Pierwszą kwartę goście wygrali 25:22. Do końca połowy zachował się właśnie taki dystans dzielący oba zespoły. Dało się zauważyć, że podejmowany wysiłek sporo kosztuje miejscowych, lecz dokładali oni wszelkich starań, by pokazać swoją najlepszą stronę.

W trzeciej kwarcie ewidentnie przyszedł moment kryzysowy. Niewymuszone, proste błędy tylko napędzały przeciwników, którzy odskoczyli najpierw na kilkanaście, a w optymalnym dla nich momencie 23 „oczka”. Pojawiało się pytanie czy wystarczy mocy oraz silnego charakteru, by raz jeszcze zaskoczyć doświadczonego konkurenta.

Sztab szkoleniowy rotował składem. Dobre zmiany dali Hubert Hryniszyn, Michał Kądziołka oraz Jan Walaszek. Ten pierwszy, postawiony przed ciężkim wyzwaniem poradził sobie bardzo przyzwoicie. Do obrony Kądziołki nie ma jakichkolwiek zastrzeżeń, z kolei Walaszek umiał zaskoczyć trafieniem za trzy mimo bliskiej asysty defensorów.
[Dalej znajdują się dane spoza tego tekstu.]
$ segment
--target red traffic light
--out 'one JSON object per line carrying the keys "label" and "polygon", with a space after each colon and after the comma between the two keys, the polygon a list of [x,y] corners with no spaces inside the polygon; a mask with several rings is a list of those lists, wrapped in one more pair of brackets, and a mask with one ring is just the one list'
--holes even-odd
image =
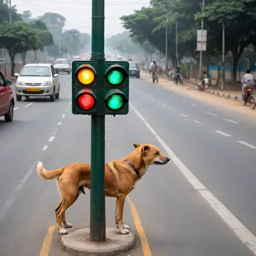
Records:
{"label": "red traffic light", "polygon": [[94,107],[95,104],[95,100],[92,95],[83,94],[78,97],[77,103],[82,110],[90,110]]}

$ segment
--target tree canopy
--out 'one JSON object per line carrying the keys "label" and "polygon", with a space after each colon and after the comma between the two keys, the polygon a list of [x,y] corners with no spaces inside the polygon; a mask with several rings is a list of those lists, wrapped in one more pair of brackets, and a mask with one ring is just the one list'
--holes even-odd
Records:
{"label": "tree canopy", "polygon": [[[176,25],[178,24],[178,58],[192,56],[198,60],[196,51],[196,30],[201,19],[207,30],[207,51],[204,60],[222,52],[222,26],[226,28],[225,54],[233,56],[233,78],[236,80],[238,62],[246,48],[256,44],[256,1],[254,0],[152,0],[148,8],[121,17],[124,26],[140,42],[148,41],[165,53],[166,28],[168,28],[168,58],[176,60]],[[166,23],[167,22],[167,23]]]}

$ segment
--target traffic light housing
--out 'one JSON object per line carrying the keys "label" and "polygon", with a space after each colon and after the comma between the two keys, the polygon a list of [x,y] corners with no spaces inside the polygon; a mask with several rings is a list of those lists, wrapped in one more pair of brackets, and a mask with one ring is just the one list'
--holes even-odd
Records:
{"label": "traffic light housing", "polygon": [[104,62],[103,114],[127,114],[129,112],[129,62]]}
{"label": "traffic light housing", "polygon": [[72,112],[74,114],[97,114],[100,111],[98,101],[97,62],[72,62]]}

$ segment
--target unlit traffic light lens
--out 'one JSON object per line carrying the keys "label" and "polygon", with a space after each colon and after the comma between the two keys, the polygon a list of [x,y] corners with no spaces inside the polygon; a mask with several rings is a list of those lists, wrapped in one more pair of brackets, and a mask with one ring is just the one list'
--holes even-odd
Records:
{"label": "unlit traffic light lens", "polygon": [[90,84],[94,82],[95,78],[94,72],[88,68],[82,68],[78,74],[78,79],[83,84]]}
{"label": "unlit traffic light lens", "polygon": [[117,94],[112,95],[106,100],[108,106],[112,110],[118,110],[124,106],[124,100],[121,96]]}
{"label": "unlit traffic light lens", "polygon": [[112,70],[108,74],[107,78],[110,84],[118,85],[122,82],[124,76],[121,72],[118,70]]}
{"label": "unlit traffic light lens", "polygon": [[90,110],[93,108],[95,103],[94,97],[90,94],[82,94],[78,99],[78,104],[84,110]]}

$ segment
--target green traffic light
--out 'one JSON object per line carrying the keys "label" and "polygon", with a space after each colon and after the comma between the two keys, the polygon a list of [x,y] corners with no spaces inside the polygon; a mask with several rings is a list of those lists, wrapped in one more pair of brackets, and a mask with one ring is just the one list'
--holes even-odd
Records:
{"label": "green traffic light", "polygon": [[118,85],[122,82],[124,79],[124,74],[118,70],[110,70],[107,76],[108,81],[114,85]]}
{"label": "green traffic light", "polygon": [[112,95],[106,100],[106,104],[108,106],[111,110],[118,110],[124,106],[124,100],[120,95]]}

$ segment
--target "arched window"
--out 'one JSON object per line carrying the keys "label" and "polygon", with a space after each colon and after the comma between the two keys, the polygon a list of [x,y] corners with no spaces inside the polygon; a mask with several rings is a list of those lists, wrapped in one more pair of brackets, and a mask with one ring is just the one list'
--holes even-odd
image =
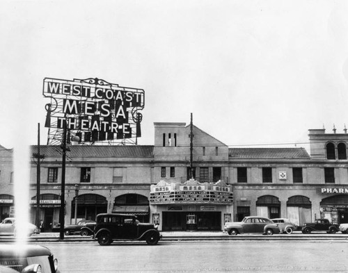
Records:
{"label": "arched window", "polygon": [[326,144],[326,158],[336,159],[336,156],[335,155],[335,145],[333,143],[329,142]]}
{"label": "arched window", "polygon": [[347,148],[345,143],[338,143],[337,151],[338,152],[338,159],[347,159]]}

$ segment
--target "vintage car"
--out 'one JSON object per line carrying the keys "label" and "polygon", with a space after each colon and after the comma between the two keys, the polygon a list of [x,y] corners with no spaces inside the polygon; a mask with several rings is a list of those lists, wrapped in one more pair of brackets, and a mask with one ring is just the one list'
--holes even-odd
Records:
{"label": "vintage car", "polygon": [[326,231],[327,233],[335,233],[339,231],[338,225],[330,223],[327,219],[317,219],[313,223],[305,223],[302,226],[302,233],[310,233],[312,231]]}
{"label": "vintage car", "polygon": [[343,234],[348,233],[348,223],[340,224],[338,229]]}
{"label": "vintage car", "polygon": [[58,260],[47,247],[0,245],[0,272],[58,273]]}
{"label": "vintage car", "polygon": [[227,222],[223,232],[230,235],[242,233],[262,233],[273,235],[279,233],[278,225],[269,219],[259,216],[248,216],[242,222]]}
{"label": "vintage car", "polygon": [[[31,223],[26,223],[27,234],[31,236],[33,233],[38,233],[39,229]],[[15,235],[17,233],[16,229],[16,219],[13,217],[5,218],[3,222],[0,223],[0,235]]]}
{"label": "vintage car", "polygon": [[77,224],[66,224],[64,226],[64,234],[81,234],[82,236],[88,236],[93,234],[93,230],[96,225],[95,221],[81,220]]}
{"label": "vintage car", "polygon": [[141,223],[136,216],[127,214],[101,213],[96,217],[93,238],[100,245],[109,245],[114,240],[143,240],[157,245],[161,235],[153,224]]}
{"label": "vintage car", "polygon": [[297,225],[292,223],[287,218],[274,218],[271,220],[278,224],[280,233],[291,234],[297,229]]}

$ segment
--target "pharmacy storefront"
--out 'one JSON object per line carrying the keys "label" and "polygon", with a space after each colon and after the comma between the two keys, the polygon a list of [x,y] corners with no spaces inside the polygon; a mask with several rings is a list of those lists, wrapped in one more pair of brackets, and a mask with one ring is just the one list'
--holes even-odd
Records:
{"label": "pharmacy storefront", "polygon": [[348,187],[319,188],[320,217],[335,224],[348,223]]}
{"label": "pharmacy storefront", "polygon": [[151,219],[160,231],[221,231],[231,221],[232,202],[232,188],[223,181],[161,181],[150,193]]}

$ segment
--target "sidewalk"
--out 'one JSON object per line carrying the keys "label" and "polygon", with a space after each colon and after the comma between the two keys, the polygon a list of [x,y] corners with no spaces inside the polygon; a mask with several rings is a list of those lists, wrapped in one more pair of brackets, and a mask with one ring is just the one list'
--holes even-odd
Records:
{"label": "sidewalk", "polygon": [[[160,231],[161,241],[193,241],[193,240],[340,240],[348,242],[348,235],[341,233],[328,234],[326,233],[312,233],[303,234],[295,231],[292,234],[276,234],[264,235],[262,234],[242,234],[235,236],[229,235],[222,231]],[[14,242],[13,236],[0,236],[1,242]],[[33,234],[29,238],[29,242],[59,242],[59,233],[41,233]],[[64,235],[63,241],[88,242],[94,241],[91,236],[81,235]]]}

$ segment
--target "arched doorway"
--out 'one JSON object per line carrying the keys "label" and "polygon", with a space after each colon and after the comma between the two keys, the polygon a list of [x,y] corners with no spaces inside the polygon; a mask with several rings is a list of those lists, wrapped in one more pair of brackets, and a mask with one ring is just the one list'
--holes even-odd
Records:
{"label": "arched doorway", "polygon": [[120,195],[115,198],[114,204],[113,213],[133,214],[141,222],[149,222],[149,200],[145,196],[135,193]]}
{"label": "arched doorway", "polygon": [[10,215],[11,208],[15,206],[13,196],[10,195],[0,195],[0,222]]}
{"label": "arched doorway", "polygon": [[302,226],[312,222],[312,202],[308,197],[294,195],[286,202],[287,217],[291,222]]}
{"label": "arched doorway", "polygon": [[[71,204],[71,218],[75,218],[75,198]],[[86,194],[78,196],[77,221],[82,220],[95,220],[99,213],[107,212],[106,198],[99,195]],[[74,221],[72,220],[72,223]]]}
{"label": "arched doorway", "polygon": [[320,202],[320,217],[335,224],[348,223],[348,195],[323,199]]}
{"label": "arched doorway", "polygon": [[264,195],[256,201],[256,214],[258,216],[269,219],[280,217],[280,201],[273,195]]}

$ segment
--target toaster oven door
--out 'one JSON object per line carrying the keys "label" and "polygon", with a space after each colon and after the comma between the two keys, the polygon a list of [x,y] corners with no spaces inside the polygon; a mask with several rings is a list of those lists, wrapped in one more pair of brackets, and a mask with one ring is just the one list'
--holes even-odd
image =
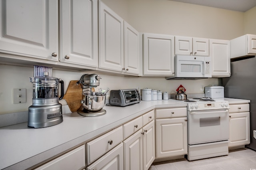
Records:
{"label": "toaster oven door", "polygon": [[124,90],[123,93],[126,103],[136,101],[138,99],[138,95],[136,90]]}

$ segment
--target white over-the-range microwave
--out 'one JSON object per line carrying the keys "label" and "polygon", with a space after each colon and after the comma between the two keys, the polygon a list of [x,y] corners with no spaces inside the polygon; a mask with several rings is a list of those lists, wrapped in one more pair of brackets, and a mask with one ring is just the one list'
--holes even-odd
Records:
{"label": "white over-the-range microwave", "polygon": [[191,55],[175,55],[174,77],[166,79],[196,79],[212,77],[211,57]]}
Wreszcie przyszła chwila gdy, ekipa Oknoplast raz jeszcze zerwała się do boju. W mgnieniu oka zaczęła zmniejszać straty. Leśniak, choć wielokrotnie popychany, odczuwający zmęczenie, wyczyniał cuda. Punktował, albo wymuszał przewinienia, by… punktować z linii rzutów osobistych.

W całym spotkaniu trafił 20/38 rzutów z gry i wykorzystał 17 spośród 24 rzutów wolnych. W ten sposób został rekordzistą obecnego sezonu rozgrywek Młodzieżowych Europejskich Pucharów CE EYBL ze zdobyczą 58 punktów!

Interu ostatecznie nie udało się dogonić, ale największą nagrodą i wartością jest umiejętność podjęcia walki. Z przeciwnikiem, samym sobą oraz wszelkimi okolicznościami. Oknoplast Korona Szkoła Gortata Kraków uczyniła to w maksymalnym stopniu.

A my dziękujemy wszystkim Rodzicom za wielkie wsparcie podczas organizowanego w Krakowie turnieju, p. Aldonie Patyckiej za nieocenioną pomoc każdego dnia w przygotowywaniu zawodów oraz p. Piotrowi Bielowi za udostępnienie tak dobrych warunków do sportowej rywalizacji.

Oknoplast Korona Szkoła Gortata Kraków – Inter Bratysława 84:99 (22:25, 26:26, 10:27, 26:21)

Oknoplast Korona: Leśniak 58, Towonde 17, Kleszcz 3, Walaszek 3, Kądziołka 2, Hoffmann 1, Kwieciński 0, Rzeźnik 0, Hryniszyn 0.